オーマが内心で、“やめろ・・・もう帰らせてくれ”と思っている最中も、クラースの愚痴は続く。
「____そもそも、このサレンとかいう小娘のせいで、ラルス地方の攻略を一から変更しなければいけなくなったのだ。それがどういうことか分かるか?」
「・・・多くの予算と時間を浪費する事になります」
「そうだ。さらに言えば、私を含め、多くの高官たちがその作業に追われるせいで、他の作業が滞るのだ。うんざりするな」
「は・・・」
“じゃー、侵略するのやめろよ”としか思わない。だが、当然そんなこと言えない。
かといって、気の利いた他の言葉なんて出てこない。
「うんざりすることではあるが、世界の平和のためには、諦めるわけにはいかん」
「は・・・」
____どの口が、“世界の平和”なんて言っているのだろう・・・。
「我々が人類同士の戦いも、魔王との戦いも終わらせてやろうというのに、周囲はまるで理解しない。君に分かるか?この苦労が」
“俺に話を振るんじゃねぇ!”と、表には出さないが心の中でストレスが大爆発している。
話を聞いているだけでもしんどいのに、同意と気遣いの言葉を用意しなくてはいけなくなった___。
「___クラース様の心労は、私ごときでは察するに余りあります。ですが、周囲に無能が多い中でもクラース様の英知のおかげで、帝国の大陸制覇は着実に進んでおります。私も、クラース様の負担を少しでも軽くできるよう、今後も奮迅努力いたします」
歯がゾワゾワと浮いてしまう言葉を並べ、オーマは、“もう帰らせてくれ!”という気持ちで一礼する。
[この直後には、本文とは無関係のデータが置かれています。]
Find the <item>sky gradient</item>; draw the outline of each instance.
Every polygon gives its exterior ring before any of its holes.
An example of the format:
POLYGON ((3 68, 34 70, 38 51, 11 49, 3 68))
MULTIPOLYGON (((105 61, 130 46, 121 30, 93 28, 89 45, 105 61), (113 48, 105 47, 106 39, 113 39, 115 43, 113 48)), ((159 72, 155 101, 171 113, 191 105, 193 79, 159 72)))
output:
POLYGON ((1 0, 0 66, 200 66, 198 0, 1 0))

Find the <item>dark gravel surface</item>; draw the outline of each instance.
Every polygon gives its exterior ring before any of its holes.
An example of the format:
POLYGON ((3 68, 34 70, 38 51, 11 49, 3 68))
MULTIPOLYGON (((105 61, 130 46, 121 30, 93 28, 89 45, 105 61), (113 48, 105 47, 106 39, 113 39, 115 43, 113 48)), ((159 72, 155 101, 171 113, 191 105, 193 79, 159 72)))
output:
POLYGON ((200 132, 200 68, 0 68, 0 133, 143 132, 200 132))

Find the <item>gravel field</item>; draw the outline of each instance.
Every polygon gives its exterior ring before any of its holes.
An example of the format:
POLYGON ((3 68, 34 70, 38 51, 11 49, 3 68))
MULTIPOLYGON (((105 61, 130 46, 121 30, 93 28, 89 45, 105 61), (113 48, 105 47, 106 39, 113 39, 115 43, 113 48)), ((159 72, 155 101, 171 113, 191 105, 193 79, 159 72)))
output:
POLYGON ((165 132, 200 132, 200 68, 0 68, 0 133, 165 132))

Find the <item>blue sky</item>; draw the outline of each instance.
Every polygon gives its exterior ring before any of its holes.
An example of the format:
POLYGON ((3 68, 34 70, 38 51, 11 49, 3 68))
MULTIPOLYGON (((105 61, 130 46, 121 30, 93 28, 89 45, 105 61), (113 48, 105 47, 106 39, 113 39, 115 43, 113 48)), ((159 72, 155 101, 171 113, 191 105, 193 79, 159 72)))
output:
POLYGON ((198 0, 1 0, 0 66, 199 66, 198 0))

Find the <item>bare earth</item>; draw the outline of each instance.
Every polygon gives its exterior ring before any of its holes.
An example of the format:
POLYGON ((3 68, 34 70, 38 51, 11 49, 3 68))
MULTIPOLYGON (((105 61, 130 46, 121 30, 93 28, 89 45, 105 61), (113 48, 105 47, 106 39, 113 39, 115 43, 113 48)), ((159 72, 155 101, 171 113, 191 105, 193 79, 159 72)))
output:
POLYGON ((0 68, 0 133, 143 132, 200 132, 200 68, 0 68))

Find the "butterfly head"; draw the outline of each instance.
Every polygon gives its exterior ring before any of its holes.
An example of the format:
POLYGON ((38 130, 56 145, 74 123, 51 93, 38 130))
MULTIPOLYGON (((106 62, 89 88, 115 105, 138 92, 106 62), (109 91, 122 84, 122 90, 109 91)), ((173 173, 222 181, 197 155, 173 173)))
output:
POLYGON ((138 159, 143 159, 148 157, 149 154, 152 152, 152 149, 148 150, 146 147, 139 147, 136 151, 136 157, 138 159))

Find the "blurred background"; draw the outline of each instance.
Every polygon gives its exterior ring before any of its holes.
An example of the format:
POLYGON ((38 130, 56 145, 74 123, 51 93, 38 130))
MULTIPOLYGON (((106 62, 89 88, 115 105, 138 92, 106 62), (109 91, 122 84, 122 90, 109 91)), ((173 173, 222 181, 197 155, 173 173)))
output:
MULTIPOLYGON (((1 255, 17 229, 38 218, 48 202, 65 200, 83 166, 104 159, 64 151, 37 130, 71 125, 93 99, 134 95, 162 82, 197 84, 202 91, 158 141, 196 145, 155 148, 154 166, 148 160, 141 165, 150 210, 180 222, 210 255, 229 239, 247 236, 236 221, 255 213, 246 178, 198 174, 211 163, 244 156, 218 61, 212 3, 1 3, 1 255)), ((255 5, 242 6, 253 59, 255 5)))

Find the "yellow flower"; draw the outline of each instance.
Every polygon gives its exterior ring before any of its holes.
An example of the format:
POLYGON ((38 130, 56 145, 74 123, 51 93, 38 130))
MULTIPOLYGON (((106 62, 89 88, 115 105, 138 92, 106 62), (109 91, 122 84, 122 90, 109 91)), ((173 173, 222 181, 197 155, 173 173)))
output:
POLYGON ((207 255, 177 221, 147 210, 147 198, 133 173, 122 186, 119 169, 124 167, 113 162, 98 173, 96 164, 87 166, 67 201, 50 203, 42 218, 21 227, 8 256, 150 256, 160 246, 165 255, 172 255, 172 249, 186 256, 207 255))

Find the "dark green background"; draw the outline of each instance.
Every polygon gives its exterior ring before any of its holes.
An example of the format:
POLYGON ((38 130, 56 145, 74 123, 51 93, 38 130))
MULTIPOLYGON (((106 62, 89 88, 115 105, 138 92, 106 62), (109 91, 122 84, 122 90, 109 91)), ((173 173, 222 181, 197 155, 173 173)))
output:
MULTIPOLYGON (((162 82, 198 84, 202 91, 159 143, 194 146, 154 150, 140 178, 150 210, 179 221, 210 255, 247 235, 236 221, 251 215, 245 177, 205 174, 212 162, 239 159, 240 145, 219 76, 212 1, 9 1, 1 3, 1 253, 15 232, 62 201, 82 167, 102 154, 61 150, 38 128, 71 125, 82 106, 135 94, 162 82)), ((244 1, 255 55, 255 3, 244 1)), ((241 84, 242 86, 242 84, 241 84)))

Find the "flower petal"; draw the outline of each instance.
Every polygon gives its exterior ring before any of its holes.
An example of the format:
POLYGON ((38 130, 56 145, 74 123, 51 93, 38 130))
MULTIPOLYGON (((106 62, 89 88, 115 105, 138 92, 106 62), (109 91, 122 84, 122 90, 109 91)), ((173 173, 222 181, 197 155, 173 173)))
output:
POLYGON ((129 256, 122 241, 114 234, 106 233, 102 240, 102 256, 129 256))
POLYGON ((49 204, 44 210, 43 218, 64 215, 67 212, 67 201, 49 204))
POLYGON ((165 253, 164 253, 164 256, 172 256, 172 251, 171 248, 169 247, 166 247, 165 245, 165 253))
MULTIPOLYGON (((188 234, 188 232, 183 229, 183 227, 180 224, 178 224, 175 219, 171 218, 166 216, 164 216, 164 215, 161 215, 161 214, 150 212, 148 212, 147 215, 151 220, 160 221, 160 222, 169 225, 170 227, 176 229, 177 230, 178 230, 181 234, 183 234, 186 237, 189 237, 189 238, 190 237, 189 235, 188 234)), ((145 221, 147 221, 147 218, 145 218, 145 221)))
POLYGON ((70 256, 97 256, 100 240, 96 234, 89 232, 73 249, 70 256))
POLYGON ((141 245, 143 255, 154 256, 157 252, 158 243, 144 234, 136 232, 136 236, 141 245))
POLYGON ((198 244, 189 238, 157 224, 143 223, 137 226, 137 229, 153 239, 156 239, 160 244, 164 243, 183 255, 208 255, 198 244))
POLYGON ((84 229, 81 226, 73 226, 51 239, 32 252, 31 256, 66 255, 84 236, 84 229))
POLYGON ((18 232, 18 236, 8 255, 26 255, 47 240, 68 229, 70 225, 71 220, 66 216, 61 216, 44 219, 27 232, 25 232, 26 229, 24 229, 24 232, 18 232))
そのオーマの態度に冷静さが戻ったのか、クラースはフゥッと一息ついて、いつもの落ち着いた態度に戻った。
「___すまないな。見苦しい態度を見せてしまった」
「とんでもない事でございます。私ごときでクラース様の気が晴れるならば、いくらでも」
「いや。下の者に不満を漏らすなど、上に立つ人間のすることではない。まして、貴君のように成果を上げている者の貴重な時間を奪って愚痴をこぼすなど、愚かなことだ」
「過分なるお言葉、痛み入ります」
落ち着いたいつもの調子のクラースを見て、ようやく帰れるとホッとする。
「いや、過分などではない。正当な評価だ。君は間違いなく優秀だよ。戦だけじゃなく、謀においてもな」
「ありがとうございます」
「その謀においても実力者である君に頼みがある。聞いてくれるか?」
____まだ帰れそうにない。どころか、新しい任務があるという・・・・・嫌な予感しかしなかった。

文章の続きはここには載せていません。